Alegou, em primeiro lugar, que a intervenção de Mamadou Ba — que eu analisava e criticava — não havia sido noticiada no Público, o que é um argumento de nenhum valor ou sentido, pois os autores de artigos não opinam apenas sobre assuntos noticiados naquele ou noutros jornais.

Alegou, em seguida, e cito-o, que “a sua posição em relação à revolta do Haiti já é bem conhecida”, não se percebendo se essa frase se referia a Mamadou Ba se a mim. No primeiro caso a alegação seria um contrassenso porque foi precisamente por a posição do activista ser bem conhecida — e, acrescento eu, estar errada —, que me decidi a escrever o artigo em causa. No segundo caso, isto é, se a alegação se referisse a mim, então haveria uma gritante dualidade de critérios. Há que dizer que desde 2017 toquei por seis vezes na questão do Haiti, o que não julgo excessivo. Trata-se de matéria central no combate pela memória. Estranho, por isso, que o Público, conhecido e reconhecido por abrir as suas páginas a uma esquerda woke que aborda certos temas, e com as mesmas palavras, há anos e anos, se incomode, agora, com uma suposta repetibilidade da minha parte (aliás, mais aparente que real).

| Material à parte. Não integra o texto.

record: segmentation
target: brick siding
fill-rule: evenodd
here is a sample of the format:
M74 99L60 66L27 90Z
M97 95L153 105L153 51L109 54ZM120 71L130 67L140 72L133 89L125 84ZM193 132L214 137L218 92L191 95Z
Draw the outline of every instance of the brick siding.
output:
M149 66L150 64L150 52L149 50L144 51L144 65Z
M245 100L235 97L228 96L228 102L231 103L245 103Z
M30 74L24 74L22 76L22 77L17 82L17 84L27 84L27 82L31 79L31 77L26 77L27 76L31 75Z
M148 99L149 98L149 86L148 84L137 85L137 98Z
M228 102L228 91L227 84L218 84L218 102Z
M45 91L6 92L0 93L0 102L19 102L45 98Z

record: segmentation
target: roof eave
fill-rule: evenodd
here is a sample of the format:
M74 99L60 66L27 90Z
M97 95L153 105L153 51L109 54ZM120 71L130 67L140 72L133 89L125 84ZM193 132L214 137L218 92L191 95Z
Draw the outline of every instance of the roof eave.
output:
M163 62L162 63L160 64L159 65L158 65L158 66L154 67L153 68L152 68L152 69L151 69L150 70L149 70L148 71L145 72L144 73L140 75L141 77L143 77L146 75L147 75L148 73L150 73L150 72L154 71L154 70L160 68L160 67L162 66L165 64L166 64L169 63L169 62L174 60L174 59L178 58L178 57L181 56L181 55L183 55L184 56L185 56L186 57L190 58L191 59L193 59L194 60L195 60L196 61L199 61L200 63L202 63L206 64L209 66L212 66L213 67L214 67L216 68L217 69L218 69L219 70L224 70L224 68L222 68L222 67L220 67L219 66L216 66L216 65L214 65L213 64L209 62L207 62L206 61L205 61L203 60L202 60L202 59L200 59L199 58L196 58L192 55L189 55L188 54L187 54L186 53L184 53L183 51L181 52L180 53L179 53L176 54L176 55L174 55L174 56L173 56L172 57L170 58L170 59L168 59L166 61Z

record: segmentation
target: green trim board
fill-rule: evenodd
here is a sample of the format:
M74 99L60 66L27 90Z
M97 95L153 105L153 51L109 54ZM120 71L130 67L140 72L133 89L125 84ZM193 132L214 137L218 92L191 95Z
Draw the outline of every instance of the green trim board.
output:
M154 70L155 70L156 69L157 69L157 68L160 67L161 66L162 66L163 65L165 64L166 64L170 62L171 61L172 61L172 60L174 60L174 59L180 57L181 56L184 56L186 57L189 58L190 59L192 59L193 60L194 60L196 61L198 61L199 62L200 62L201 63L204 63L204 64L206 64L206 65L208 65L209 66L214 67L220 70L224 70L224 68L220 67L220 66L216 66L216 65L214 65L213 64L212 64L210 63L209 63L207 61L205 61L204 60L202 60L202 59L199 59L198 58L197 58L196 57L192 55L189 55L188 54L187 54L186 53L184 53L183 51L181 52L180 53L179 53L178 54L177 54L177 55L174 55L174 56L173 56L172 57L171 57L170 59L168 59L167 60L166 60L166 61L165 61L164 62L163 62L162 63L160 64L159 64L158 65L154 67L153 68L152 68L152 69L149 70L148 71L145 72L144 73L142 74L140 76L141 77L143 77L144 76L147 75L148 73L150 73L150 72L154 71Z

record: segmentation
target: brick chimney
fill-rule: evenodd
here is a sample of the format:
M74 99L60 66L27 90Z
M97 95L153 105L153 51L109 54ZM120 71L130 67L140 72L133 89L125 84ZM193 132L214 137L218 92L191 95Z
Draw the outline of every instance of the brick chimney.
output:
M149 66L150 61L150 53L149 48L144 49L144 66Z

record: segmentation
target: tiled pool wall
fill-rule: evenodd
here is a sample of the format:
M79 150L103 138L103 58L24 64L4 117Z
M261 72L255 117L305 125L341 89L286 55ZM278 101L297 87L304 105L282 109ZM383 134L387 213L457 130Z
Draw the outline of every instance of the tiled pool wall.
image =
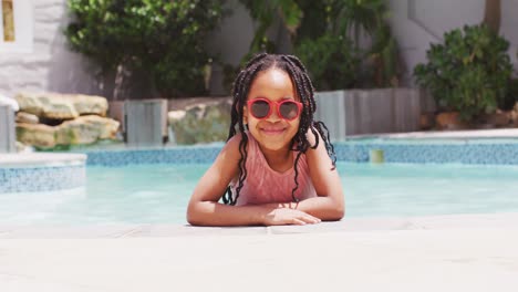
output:
M85 182L84 165L0 167L0 194L72 189L82 187Z
M120 167L135 164L210 164L221 145L86 152L86 165ZM386 163L518 165L518 142L457 140L448 143L362 142L336 143L339 161L367 163L380 149ZM49 158L52 160L52 158ZM82 187L84 161L61 166L0 167L0 192L46 191Z
M132 164L209 164L221 146L176 147L162 149L94 150L87 165L124 166ZM339 161L367 163L370 152L381 149L386 163L518 165L518 140L458 140L450 143L352 142L336 143Z

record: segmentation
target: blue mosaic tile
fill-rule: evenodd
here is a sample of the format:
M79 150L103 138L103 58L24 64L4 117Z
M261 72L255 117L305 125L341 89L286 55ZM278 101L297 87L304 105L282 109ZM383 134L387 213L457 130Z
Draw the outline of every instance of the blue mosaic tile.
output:
M0 168L0 192L71 189L85 182L84 165Z

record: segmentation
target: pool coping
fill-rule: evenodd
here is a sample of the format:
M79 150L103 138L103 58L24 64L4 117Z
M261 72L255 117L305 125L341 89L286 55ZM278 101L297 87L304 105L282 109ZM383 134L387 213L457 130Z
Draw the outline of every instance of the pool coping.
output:
M194 227L189 225L0 226L1 239L128 239L199 236L276 236L445 229L516 229L518 212L423 217L353 217L335 222L271 227Z

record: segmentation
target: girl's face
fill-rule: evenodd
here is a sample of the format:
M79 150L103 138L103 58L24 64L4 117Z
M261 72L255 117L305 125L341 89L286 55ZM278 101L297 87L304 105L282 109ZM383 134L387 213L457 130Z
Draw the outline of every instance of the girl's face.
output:
M286 100L299 101L290 75L276 67L257 74L248 93L248 101L255 98L265 98L277 103ZM279 116L278 104L271 103L270 106L273 108L269 116L257 118L246 105L244 108L244 122L248 124L250 134L259 143L263 152L287 150L290 147L291 139L299 129L300 115L289 121Z

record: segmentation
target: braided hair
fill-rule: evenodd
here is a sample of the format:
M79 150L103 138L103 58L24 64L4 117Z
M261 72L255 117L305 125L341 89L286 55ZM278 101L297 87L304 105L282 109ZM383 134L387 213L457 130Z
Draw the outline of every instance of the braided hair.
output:
M332 169L335 168L336 156L334 154L334 147L330 142L328 127L325 127L322 122L313 121L313 114L317 109L317 104L314 102L314 87L311 83L308 71L297 56L261 53L253 56L239 72L232 88L234 102L231 108L230 129L227 140L234 137L238 133L237 131L239 131L239 133L245 133L247 129L247 126L244 124L242 108L247 103L250 86L259 72L267 71L271 67L280 69L290 75L291 82L296 87L296 94L303 104L299 129L291 142L292 150L298 153L294 159L294 187L291 190L291 197L294 202L298 202L299 199L294 196L296 190L299 188L299 171L297 166L302 154L304 154L309 148L315 149L319 146L320 137L322 137L328 155L332 161ZM314 145L310 145L308 142L305 136L308 129L310 129L315 137ZM239 178L237 181L236 194L232 196L231 188L227 188L226 194L222 196L222 200L226 205L236 205L239 192L247 179L247 148L248 136L241 135L241 140L239 143L239 153L241 157L238 163Z

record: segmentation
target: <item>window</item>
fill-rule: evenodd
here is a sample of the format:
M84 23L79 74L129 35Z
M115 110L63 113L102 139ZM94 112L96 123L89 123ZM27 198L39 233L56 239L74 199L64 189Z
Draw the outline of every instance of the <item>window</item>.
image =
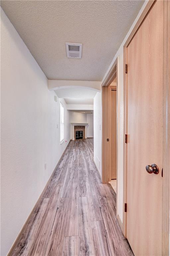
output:
M64 107L60 103L60 142L64 141Z

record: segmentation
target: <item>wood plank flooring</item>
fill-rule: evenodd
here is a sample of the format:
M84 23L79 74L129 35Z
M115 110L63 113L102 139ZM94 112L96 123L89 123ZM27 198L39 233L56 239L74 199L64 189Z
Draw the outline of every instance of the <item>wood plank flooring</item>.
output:
M93 143L70 142L10 256L133 255L116 218L116 194L96 169Z

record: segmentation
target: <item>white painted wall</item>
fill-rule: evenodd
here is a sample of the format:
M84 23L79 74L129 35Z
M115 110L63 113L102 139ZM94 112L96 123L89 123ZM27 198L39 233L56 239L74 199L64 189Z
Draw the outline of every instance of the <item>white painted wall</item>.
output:
M87 127L87 137L93 137L93 115L79 112L70 112L70 123L88 124ZM71 138L71 129L70 128L70 138Z
M112 66L118 58L118 214L121 221L123 220L123 145L125 133L124 128L124 66L123 47L133 28L146 6L148 1L145 1L136 18L128 31L123 42L114 57L113 61L104 76L102 82L109 72Z
M67 109L70 110L93 110L93 105L67 104Z
M87 114L87 122L88 124L87 126L87 137L93 137L93 114Z
M81 113L79 112L73 112L72 111L70 112L70 123L86 123L87 114Z
M0 255L4 256L68 144L69 113L64 100L54 101L47 79L1 8L1 13ZM61 145L60 101L67 140Z
M94 98L94 161L102 176L102 94L97 92Z

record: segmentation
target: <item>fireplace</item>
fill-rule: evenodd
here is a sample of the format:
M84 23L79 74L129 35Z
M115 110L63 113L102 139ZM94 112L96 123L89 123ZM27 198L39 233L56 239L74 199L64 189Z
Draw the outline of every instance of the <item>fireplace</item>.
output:
M74 139L84 139L85 138L85 127L82 126L74 126Z
M87 129L88 123L71 123L71 137L72 140L87 139ZM77 133L76 132L79 132Z
M83 131L77 131L76 132L76 140L79 140L83 138Z

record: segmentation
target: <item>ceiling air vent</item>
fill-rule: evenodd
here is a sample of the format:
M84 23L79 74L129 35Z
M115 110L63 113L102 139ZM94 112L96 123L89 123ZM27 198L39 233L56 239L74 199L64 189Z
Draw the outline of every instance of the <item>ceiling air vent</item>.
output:
M82 44L66 43L65 46L67 58L81 58Z

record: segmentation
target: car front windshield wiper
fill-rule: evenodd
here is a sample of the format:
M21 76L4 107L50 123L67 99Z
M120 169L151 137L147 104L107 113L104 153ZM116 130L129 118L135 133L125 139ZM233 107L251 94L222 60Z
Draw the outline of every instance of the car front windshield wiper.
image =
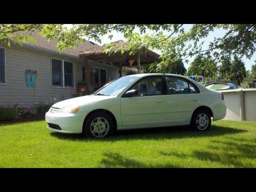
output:
M104 93L98 93L97 94L93 94L94 95L105 95L105 96L109 96L109 95L108 94L105 94Z

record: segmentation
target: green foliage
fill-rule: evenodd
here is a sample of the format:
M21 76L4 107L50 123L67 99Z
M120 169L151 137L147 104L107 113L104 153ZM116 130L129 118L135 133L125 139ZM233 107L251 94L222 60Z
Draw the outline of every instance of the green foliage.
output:
M29 33L25 32L35 30L38 30L48 40L57 40L60 51L75 48L86 38L100 43L103 35L107 35L111 39L114 31L121 33L129 43L122 47L121 53L129 50L130 55L139 53L142 48L161 53L162 61L158 64L158 71L167 71L168 66L179 59L187 63L186 58L199 54L206 58L213 55L211 59L218 62L233 55L250 59L255 51L255 24L195 24L187 30L182 24L75 24L69 29L60 24L0 24L0 41L9 46L10 38L20 44L33 41ZM224 36L214 38L208 49L202 50L204 40L216 30L225 30ZM152 32L150 34L149 31ZM14 35L14 32L19 34ZM115 46L107 45L105 52L112 54L117 51L113 48Z
M135 68L133 67L123 67L122 69L128 70L128 72L126 73L125 76L137 74L138 70Z
M219 75L221 79L229 79L230 77L231 61L228 58L221 60L220 66Z
M254 62L256 63L256 60L254 61ZM256 79L256 64L252 65L251 66L251 72L253 78Z
M0 107L0 121L13 120L19 116L18 108L13 106Z
M181 75L184 75L187 71L181 59L169 63L167 66L162 62L155 62L144 66L143 70L144 73L172 73Z
M239 86L241 88L256 88L256 78L252 74L249 74L246 76Z
M237 56L234 56L230 66L230 79L237 80L239 86L246 76L246 70L244 63Z
M52 105L49 104L38 104L37 106L37 115L39 116L45 115Z
M11 46L11 39L20 45L26 42L35 42L31 32L40 30L43 27L41 24L0 24L0 42L9 47Z
M214 77L218 73L216 63L211 57L202 55L197 56L191 63L187 75L202 75L204 77Z

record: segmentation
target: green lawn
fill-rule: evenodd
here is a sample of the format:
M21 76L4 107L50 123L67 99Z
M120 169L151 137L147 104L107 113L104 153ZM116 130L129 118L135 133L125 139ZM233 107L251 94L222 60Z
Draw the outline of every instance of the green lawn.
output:
M96 139L44 121L0 125L0 167L256 167L256 122L119 132Z

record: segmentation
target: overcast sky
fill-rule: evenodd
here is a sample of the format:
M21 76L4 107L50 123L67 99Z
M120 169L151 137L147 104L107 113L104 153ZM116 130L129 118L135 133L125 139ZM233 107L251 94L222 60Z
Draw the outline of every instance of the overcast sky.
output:
M69 25L67 25L68 26L71 26ZM189 29L189 28L191 26L191 24L186 24L184 25L184 28L185 30L187 30ZM214 37L218 38L223 37L225 34L225 31L223 30L216 30L214 32L209 33L208 36L204 39L205 42L203 46L202 50L207 49L208 48L208 46L209 45L209 42L212 41L214 40ZM152 32L147 31L147 33L148 34L152 34ZM108 35L104 35L101 37L101 44L99 44L97 42L95 42L92 40L90 40L91 41L95 42L99 45L103 45L105 44L108 44L113 41L116 41L119 40L125 40L125 38L123 37L123 35L120 33L117 33L116 31L113 31L112 32L113 35L113 37L111 40L108 38ZM157 50L154 50L158 54L160 54L161 53L159 51L157 51ZM187 69L188 66L189 66L189 63L194 60L194 57L192 58L188 58L187 59L189 60L188 63L184 63L185 67ZM250 70L251 68L251 65L254 64L254 61L256 60L256 52L254 52L253 56L250 59L247 59L246 57L243 57L242 58L243 61L245 63L245 67L247 70Z

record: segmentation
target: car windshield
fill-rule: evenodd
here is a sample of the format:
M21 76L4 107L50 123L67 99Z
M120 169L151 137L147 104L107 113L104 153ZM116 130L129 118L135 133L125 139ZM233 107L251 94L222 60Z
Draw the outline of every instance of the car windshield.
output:
M137 77L123 77L110 82L100 89L93 95L113 95L119 94L125 88L133 82L134 82Z

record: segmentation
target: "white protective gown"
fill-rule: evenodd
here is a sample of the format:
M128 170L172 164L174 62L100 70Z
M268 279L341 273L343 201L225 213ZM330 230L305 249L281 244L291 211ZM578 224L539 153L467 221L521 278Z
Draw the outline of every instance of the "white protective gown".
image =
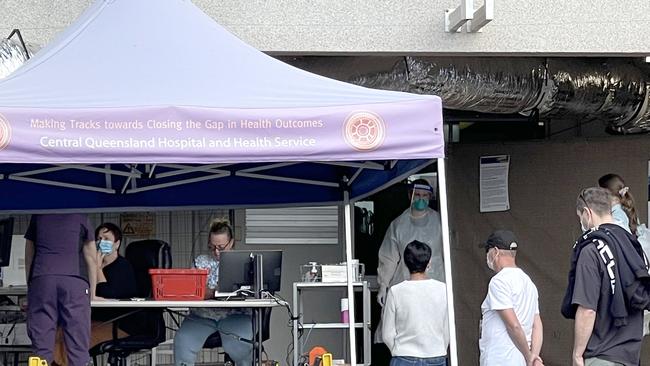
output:
M391 222L384 241L379 248L377 282L379 288L388 290L391 286L409 279L410 274L402 256L408 243L421 241L431 247L431 268L429 278L445 282L445 267L442 254L442 230L440 214L427 207L423 217L411 217L408 208ZM381 322L375 333L375 343L382 343Z

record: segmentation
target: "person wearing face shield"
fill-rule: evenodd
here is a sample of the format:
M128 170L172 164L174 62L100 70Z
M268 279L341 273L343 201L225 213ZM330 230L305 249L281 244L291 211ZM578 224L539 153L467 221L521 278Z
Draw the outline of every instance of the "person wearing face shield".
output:
M378 253L377 282L379 292L377 302L385 304L388 289L410 277L402 255L408 243L417 240L431 248L431 266L427 269L429 278L445 281L445 268L442 253L442 230L440 214L429 208L433 189L425 179L415 180L409 187L407 208L391 222ZM382 322L377 325L375 342L382 343Z
M488 268L496 272L481 304L481 366L543 365L539 295L530 277L517 267L517 242L511 231L497 230L480 245Z
M583 231L571 254L562 315L575 319L573 366L638 365L643 309L650 302L648 259L615 223L611 193L584 189L576 200Z

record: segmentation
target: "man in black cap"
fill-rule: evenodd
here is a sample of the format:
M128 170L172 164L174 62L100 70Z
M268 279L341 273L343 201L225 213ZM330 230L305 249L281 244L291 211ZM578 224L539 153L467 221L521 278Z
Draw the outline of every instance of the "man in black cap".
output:
M537 287L515 263L517 243L511 231L497 230L480 245L496 272L481 305L481 366L542 365Z

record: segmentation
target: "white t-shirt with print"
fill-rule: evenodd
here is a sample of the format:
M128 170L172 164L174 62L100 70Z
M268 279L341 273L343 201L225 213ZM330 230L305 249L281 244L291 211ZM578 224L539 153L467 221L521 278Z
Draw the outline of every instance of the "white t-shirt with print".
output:
M526 360L510 339L497 310L513 309L530 345L535 315L539 314L537 287L520 268L507 267L494 275L481 305L481 366L525 366Z

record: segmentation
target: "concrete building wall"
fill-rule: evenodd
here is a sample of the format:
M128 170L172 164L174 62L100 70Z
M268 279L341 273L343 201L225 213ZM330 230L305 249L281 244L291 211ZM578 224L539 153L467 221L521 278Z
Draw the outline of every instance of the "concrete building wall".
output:
M476 34L444 32L444 10L460 0L195 3L244 41L274 54L650 55L647 0L499 0L495 19ZM2 0L0 36L19 28L28 40L45 44L89 4Z

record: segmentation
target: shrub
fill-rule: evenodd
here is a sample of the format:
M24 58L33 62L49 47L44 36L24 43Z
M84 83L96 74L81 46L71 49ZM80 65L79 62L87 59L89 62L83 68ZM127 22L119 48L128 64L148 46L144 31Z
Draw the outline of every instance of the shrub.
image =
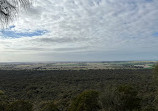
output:
M99 106L99 94L96 91L89 90L79 94L70 106L70 111L97 111Z
M33 105L27 101L15 101L10 107L9 111L33 111Z
M48 102L48 103L42 104L41 111L59 111L59 109L54 104L54 102Z

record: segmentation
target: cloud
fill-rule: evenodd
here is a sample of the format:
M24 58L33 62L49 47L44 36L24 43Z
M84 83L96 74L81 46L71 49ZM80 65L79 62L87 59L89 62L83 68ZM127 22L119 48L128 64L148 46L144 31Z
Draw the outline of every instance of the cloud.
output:
M52 60L48 55L66 59L74 53L74 60L81 60L84 54L86 60L120 60L130 57L131 51L133 59L139 55L158 59L154 56L157 20L157 0L39 0L27 12L22 11L9 30L0 33L0 53L15 51L20 58L27 51L28 57L42 55L43 61L44 57ZM129 54L121 56L121 52Z

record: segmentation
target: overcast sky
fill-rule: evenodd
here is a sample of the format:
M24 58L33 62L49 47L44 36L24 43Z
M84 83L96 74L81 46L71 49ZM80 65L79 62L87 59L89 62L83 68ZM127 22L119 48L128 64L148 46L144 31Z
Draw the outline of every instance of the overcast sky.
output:
M0 62L158 60L158 0L35 0L0 30Z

Explicou, ainda, o Público, em momento posterior, que recusara o artigo por eu citar um texto que Mamadou Ba escrevera no Facebook a que muitas pessoas não teriam acesso, não podendo, portanto, comprovar a veracidade da citação que fiz, tornando-se, assim, impossível, para o Público, assegurar o equilíbrio dos diferentes pontos de vista. Porém, esse argumento não colhe pois a página de Facebook de Mamadou Ba é pública. Qualquer um pode aceder a ela (como eu, aliás, acedi) e verificar a exactidão das afirmações que atribuí ao activista. Mas ainda que assim não fosse, não me parece que houvesse razão para recusar o artigo. É comum os autores, eu incluído, publicarem artigos de opinião em que fazem afirmações sobre o pensamento ou discurso de alguém que não são imediatamente comprováveis por quem as lê. O leitor toma por boas as afirmações do autor, se lhe reconhece credibilidade. Um artigo de opinião não é uma tese de doutoramento que requeira comprovação documental a cada passo.

Ou seja, e salvo melhor opinião, nenhuma das razões avançadas pelo Público para recusar o meu texto parece suficientemente sólida e válida.